I recently purchased my first set up. I went with a 40 gallon long Seapora aquarium and a Seapora Monarch Cabinet as a stand. Measures 48 x 13. 

Just wondering if many of you have used this stand? They told me when I called that it was made of pine. But when I got home and unpacked it, I realized the whole front (including the weight baring part) appear to be press board. I won’t have a sump, just an aqua clear 110, and I should be underweight considering they sell them for 55 gallon aquariums. I’m just nervous because it’s my first aquarium, it’s a lot of weight, and it doesn’t look like there is much to the stand. 

I’m not handy enough to build a stand, I’m in a basement on an uneven tile floor so I didn’t think a tubular metal stand would be ideal, and every stand I looked at in the big box stores were all pressboard. I’ve also looked online for something used extensively since the summer and didn’t see anything worth looking at. 

So are there lots of you using this stand? Any issues? Other than levelling it is there anything I should do? I was thinking about picking up some lacquer and giving the inside and the base another coat. 

Thanks!


----------



## kamal (Apr 21, 2009)

The stand is ok, but the issue is over time it will degrade as it gets in contact and exposure to water. The best solution in my opinion is an extruded aluminum stand but they is not a cheap option and will cost you circa $450 depending on the height and what other stuff you want included like door hinges etc. 
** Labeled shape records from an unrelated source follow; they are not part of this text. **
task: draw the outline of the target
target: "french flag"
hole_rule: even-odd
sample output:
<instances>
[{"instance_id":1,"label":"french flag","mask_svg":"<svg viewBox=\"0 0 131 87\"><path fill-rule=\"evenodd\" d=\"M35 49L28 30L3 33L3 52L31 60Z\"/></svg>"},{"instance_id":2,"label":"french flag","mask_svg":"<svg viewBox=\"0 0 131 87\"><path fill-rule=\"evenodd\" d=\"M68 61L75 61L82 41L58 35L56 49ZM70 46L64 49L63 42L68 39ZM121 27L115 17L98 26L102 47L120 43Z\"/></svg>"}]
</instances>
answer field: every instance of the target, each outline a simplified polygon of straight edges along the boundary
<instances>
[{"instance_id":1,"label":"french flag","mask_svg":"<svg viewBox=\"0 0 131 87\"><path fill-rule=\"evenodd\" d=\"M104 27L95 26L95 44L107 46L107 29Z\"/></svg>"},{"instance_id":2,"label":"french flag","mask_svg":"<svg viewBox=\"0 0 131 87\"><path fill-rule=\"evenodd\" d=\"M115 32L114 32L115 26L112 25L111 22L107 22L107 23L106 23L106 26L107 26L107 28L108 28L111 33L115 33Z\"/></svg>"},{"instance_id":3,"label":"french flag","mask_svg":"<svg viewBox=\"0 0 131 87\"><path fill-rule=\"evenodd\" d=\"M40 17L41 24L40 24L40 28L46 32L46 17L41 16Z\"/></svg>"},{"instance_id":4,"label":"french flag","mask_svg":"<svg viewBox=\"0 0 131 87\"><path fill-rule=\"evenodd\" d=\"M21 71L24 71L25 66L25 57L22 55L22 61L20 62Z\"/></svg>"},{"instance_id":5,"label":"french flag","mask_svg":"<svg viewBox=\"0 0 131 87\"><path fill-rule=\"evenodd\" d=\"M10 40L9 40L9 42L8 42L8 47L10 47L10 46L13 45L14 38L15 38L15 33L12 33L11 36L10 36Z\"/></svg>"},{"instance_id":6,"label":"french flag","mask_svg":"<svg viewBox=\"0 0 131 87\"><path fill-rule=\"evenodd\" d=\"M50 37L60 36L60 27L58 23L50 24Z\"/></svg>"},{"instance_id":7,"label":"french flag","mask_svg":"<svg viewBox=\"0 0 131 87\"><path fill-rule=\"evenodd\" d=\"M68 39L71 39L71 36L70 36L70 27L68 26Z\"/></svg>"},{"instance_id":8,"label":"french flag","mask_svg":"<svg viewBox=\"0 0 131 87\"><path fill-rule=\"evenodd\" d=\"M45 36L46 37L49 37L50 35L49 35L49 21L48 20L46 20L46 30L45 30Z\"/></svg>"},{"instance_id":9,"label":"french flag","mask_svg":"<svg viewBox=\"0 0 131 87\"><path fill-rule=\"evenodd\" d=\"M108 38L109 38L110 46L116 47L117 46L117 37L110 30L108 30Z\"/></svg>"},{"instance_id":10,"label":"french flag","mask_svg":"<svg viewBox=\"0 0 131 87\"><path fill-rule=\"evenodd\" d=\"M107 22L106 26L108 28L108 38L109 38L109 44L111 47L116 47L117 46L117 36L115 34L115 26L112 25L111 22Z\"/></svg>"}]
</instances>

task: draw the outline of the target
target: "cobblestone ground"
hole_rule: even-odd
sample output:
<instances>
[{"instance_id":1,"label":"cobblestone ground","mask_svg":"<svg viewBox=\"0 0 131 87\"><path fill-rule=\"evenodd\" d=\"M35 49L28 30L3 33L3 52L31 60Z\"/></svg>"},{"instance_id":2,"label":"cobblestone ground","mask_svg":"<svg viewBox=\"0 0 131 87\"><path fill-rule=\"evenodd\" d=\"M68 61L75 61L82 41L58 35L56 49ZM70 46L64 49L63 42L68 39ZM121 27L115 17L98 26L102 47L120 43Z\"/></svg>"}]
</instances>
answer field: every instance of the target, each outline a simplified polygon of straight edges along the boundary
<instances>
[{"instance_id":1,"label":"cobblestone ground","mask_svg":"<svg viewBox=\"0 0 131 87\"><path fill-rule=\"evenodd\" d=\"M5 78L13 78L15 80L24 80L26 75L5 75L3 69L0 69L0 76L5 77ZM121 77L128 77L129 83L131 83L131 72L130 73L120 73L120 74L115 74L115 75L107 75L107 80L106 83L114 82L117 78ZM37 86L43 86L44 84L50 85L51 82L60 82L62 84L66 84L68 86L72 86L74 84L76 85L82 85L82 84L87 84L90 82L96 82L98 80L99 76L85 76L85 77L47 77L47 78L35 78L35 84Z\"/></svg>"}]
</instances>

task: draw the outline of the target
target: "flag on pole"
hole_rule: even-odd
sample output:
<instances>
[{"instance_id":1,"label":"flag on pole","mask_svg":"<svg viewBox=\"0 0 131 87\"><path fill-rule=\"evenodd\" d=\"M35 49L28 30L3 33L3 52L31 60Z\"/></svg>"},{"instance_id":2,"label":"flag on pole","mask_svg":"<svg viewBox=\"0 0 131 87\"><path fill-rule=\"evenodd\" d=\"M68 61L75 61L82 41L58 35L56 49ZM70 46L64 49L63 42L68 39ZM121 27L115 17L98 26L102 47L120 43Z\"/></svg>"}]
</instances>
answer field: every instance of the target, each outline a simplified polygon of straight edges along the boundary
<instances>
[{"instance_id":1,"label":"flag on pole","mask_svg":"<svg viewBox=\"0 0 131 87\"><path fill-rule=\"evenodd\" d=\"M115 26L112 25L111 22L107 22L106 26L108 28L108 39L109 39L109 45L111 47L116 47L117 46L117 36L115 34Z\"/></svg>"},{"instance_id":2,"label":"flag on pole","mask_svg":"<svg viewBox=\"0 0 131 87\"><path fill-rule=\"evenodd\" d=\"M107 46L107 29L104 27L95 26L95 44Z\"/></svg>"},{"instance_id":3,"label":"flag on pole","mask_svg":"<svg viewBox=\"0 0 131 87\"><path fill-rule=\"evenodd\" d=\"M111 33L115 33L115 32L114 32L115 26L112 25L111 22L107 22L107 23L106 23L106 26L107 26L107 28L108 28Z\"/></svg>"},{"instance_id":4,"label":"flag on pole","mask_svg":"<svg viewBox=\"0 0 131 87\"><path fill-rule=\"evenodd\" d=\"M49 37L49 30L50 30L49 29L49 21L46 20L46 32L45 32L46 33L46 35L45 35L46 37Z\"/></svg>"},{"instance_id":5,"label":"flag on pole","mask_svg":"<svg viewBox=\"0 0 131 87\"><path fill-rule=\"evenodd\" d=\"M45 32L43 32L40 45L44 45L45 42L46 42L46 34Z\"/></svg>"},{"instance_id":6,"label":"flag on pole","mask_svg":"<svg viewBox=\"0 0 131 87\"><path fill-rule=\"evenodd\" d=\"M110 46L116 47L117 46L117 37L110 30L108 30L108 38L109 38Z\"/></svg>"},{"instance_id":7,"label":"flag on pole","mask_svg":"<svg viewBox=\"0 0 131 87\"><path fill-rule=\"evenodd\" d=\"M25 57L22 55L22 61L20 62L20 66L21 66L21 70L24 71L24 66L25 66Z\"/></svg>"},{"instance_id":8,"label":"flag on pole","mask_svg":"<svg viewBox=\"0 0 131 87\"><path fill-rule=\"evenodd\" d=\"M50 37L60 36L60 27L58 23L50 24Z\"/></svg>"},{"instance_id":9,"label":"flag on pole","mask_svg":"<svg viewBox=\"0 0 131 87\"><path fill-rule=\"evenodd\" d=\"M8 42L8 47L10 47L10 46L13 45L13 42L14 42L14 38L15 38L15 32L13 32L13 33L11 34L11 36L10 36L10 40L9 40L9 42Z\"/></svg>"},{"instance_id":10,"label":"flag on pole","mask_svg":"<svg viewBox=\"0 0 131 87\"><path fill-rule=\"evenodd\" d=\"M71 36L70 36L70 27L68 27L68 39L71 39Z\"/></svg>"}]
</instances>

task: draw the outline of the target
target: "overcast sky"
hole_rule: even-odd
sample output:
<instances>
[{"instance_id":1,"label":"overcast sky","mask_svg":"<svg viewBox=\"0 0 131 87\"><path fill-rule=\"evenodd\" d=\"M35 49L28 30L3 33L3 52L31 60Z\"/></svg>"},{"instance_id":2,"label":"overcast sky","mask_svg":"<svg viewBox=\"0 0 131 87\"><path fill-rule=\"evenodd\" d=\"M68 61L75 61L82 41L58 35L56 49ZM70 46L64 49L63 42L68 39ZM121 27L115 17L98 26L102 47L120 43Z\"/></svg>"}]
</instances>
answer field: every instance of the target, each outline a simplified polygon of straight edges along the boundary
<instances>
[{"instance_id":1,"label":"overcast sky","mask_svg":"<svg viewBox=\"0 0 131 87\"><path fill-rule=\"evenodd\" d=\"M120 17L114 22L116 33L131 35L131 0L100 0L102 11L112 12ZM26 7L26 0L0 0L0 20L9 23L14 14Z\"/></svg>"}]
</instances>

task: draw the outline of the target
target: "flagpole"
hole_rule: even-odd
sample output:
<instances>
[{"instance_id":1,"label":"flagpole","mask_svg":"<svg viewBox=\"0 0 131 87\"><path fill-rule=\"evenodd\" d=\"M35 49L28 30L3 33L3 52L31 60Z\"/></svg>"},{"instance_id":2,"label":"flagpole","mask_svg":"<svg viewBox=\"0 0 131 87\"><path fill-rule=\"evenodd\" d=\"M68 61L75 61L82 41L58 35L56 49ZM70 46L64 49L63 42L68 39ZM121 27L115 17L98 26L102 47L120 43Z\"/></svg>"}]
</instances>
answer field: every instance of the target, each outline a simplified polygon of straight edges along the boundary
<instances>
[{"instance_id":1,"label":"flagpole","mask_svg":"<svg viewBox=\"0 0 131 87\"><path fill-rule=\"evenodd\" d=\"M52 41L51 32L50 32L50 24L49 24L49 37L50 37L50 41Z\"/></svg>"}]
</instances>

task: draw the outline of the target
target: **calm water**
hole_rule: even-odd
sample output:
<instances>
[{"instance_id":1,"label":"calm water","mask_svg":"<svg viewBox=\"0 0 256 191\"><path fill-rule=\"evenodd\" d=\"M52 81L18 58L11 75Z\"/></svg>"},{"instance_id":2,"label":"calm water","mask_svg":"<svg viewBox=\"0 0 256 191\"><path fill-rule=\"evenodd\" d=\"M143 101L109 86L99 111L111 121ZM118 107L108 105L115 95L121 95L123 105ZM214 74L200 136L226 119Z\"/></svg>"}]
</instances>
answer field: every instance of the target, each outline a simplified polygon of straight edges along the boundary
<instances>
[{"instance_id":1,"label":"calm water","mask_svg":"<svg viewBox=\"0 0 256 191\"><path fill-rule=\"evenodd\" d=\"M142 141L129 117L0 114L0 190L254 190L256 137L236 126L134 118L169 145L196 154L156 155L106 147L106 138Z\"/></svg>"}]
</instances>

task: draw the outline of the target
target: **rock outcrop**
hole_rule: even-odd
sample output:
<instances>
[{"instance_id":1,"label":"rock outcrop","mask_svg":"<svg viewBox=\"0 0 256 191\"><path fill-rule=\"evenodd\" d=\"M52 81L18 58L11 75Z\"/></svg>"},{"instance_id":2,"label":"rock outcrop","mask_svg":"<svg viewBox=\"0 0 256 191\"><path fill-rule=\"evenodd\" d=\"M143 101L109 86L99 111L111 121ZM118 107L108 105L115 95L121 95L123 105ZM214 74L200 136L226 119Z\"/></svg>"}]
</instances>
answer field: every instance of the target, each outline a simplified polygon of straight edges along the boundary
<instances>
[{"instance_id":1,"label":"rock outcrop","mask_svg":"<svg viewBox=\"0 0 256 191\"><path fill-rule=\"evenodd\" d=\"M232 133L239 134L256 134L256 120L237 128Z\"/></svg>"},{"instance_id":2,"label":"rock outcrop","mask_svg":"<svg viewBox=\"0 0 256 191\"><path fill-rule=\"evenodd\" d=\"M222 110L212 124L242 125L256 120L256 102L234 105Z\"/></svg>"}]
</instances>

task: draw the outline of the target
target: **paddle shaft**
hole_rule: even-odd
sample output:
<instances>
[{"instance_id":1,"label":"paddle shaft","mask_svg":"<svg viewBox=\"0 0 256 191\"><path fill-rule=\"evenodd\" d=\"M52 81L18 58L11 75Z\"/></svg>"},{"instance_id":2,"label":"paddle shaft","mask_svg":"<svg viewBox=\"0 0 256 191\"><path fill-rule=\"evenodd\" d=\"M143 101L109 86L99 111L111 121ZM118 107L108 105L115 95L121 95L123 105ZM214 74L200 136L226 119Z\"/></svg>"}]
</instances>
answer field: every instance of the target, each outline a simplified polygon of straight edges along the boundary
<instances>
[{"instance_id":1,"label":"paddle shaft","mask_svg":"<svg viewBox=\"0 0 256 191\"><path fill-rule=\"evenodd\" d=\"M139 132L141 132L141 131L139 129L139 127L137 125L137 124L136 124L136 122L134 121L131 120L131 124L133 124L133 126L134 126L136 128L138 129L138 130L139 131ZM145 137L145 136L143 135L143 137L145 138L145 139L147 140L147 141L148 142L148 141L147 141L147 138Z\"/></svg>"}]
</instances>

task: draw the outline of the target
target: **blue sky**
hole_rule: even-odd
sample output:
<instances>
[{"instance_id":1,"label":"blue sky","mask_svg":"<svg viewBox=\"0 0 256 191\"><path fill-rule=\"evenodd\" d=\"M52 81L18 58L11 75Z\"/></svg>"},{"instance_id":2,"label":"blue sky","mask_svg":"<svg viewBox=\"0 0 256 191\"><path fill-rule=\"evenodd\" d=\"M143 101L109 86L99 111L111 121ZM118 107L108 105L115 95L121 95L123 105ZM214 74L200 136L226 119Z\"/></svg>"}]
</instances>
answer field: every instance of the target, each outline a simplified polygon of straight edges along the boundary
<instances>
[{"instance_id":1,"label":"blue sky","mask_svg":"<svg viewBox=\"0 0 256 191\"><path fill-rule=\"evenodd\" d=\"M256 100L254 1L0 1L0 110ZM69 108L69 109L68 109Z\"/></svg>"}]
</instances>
If you level this stand it will be fine for many years though, I wouldnt sweat it too much


----------



## bluemonkey (Mar 9, 2020)

Thank you! Where would I find an aluminum stand? I paid $300 for this one. Unfortunately Big Als only gives store credit, so there is not much point in returning it unless I’m going to purchase another stand there.


----------



## brycon (Aug 5, 2014)

You could always re-paint it using higher quality paint and make it more water resistant.


----------